Fortunately for all the harried parents out there, the answer is pretty simple: mix things up. Don't deny girls the pinkest, glitteriest princess dress-up kit on the shelf, and don't deny boys that ninja sword. Just also make sure to get them a few gender neutral things as well, along with a few "boy" things for girls and "girl" things for boys.
This is the advice of Lise Eliot, neuroscientist and the author of the book Pink Brain, Blue Brain, which looks at how gender differences evolve in children and the small role biology plays in this.
"I wish parents would stop beating themselves up about this," Elliot said. "The trick is to have a huge variety of toys things, and to never call anything a 'boy' toy or 'girl' toy. Don't endorse the labeling," Eliot said.
Eliot explained that kids are hardwired in a way that makes them, at least in the late preschool and early elementary school years, take on very unambiguous ideas about gender. Boys want to be boys and girls want to be girls. There is no use in trying to ignore ideas of gender altogether because kids will pick them up elsewhere. The key, then, isn't to get them to stop paying attention to the fact that they are a boy or a girl, but to encourage them to view these roles with as much fluidity as possible.
Somewhat surprisingly, we should be looking at girls as a model. While much of the hysteria surrounding gendered toys has been directed at the pink aisle, there has actually been more of a shift in girls willing to play with "boy" toys in recent decades than vice versa. Today, there is much less stigma for girls who play with tool kits or wear the color blue than there is for boys who want to twirl around in a tutu or braid a girl's hair.
"There's still a strong fear of femininity in boys," Eliot explained, one that affects them in the classroom as well. Boys are still underperforming girls in reading and writing, while girls have largely caught up to boys in math and sciences. This at least in some part a result of how parents are more likely to push girls to engage in more verbal forms of play and reading than boys, because a boy being unable to express himself is more tolerated in our culture than a girl.
Which brings us to the final point.

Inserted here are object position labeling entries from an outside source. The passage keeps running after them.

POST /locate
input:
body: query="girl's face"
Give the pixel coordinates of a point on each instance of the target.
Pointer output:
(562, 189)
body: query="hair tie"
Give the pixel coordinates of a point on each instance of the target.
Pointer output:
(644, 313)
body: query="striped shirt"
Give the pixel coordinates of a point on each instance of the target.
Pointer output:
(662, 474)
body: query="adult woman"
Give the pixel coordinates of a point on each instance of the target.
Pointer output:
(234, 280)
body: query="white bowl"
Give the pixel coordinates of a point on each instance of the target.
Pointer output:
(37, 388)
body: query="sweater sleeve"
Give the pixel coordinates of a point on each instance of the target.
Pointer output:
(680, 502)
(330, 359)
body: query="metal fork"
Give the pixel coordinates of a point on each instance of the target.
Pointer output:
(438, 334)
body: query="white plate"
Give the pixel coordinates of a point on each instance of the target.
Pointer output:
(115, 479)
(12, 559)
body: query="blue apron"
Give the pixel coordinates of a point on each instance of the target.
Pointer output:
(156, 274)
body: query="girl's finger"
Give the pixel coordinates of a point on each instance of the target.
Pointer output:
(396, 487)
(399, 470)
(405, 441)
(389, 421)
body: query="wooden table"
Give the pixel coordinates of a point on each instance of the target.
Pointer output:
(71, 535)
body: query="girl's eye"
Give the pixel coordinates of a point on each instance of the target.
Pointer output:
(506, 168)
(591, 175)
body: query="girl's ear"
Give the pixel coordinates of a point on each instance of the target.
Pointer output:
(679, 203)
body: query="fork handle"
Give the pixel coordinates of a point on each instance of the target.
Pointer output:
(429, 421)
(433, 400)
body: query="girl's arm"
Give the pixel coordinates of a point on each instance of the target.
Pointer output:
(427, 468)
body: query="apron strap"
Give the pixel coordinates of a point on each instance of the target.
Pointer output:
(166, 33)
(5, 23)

Toys aren't just things we buy for our kids to distract them, although they certainly sometimes fill that role; they also help them explore different identities and understand how the world works. Parents shouldn't just buy toys, but also be the ones to model how that toy can be played with and by whom. Daughter wants that doll? Fine. But then maybe dad is the one to sit down and figure out what dress she should wear for her big date.